Depuis la décision des autorités de transition, il y a quelques semaines, de retirer les permis d’exploitation à plusieurs sociétés minières opérant en Guinée, dont SD Mining dans la préfecture de Boffa, les populations locales vivent une situation économique et sociale préoccupante. L’arrêt brutal des travaux a mis à mal un équilibre fragile, nourri par des années de collaboration entre cette entreprise et les communautés riveraines.

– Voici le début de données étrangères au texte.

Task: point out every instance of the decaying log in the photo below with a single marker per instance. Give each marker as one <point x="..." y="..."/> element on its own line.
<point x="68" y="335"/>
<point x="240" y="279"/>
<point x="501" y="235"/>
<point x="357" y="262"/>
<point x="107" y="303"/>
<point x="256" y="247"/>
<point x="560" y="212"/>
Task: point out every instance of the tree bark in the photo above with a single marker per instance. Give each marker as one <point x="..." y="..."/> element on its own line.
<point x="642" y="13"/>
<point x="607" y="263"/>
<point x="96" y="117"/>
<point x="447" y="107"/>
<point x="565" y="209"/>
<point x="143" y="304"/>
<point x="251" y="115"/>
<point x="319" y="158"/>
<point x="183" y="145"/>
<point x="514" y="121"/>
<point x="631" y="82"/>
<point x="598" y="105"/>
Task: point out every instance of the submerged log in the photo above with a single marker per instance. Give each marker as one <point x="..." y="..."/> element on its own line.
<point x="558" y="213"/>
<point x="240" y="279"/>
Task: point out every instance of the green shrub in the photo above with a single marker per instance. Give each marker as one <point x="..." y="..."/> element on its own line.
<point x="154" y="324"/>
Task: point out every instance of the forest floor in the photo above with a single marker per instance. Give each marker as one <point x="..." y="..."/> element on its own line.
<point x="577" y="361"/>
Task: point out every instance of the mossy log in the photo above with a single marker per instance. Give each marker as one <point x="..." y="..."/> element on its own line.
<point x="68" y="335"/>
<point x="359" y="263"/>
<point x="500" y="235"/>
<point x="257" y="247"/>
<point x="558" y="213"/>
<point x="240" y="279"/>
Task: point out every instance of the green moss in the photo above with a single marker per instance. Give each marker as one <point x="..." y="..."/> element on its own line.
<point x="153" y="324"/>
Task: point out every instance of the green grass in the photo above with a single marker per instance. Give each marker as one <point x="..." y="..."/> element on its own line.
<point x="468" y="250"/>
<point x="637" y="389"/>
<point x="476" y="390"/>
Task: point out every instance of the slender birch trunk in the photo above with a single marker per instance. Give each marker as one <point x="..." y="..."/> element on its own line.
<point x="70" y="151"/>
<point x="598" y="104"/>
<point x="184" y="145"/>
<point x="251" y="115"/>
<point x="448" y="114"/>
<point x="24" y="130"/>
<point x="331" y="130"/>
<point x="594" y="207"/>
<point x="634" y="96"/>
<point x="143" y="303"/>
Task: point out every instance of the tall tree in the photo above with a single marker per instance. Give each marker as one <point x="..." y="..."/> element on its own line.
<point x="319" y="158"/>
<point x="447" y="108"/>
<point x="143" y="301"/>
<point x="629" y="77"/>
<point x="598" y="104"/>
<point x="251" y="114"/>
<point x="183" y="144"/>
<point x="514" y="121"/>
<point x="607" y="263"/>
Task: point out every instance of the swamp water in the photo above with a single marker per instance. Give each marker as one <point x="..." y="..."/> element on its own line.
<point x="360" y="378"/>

Mohamed Lamine Camara, vice-président de la délégation spéciale de la commune de Tamita, alerte sur le ralentissement général des activités dans la zone : « L’impact est visible partout dans les districts concernés. L’engouement n’est plus le même. Ce n’est pas tout le monde qui travaillait directement dans les mines, mais beaucoup de personnes en dépendaient. Nos mamans, par exemple, avaient des activités générées autour des opérations minières. Aujourd’hui, tout est au ralenti, le train de vie de notre communauté est au point mort. »
Même constat du côté du chef de secteur de Borakhouré, Alseny Camara, qui évoque un sentiment d’abandon : « L’arrêt des activités de SD Mining nous a profondément affectés. Nous ne connaissons pas les raisons exactes, mais nous sommes inquiets. Nous lançons un appel au président de la République, le Général Mamadi Doumbouya, pour autoriser la reprise des travaux. C’est un président humaniste, qui a déjà résolu de nombreux problèmes dans le pays. Nous espérons qu’il agira aussi en notre faveur. »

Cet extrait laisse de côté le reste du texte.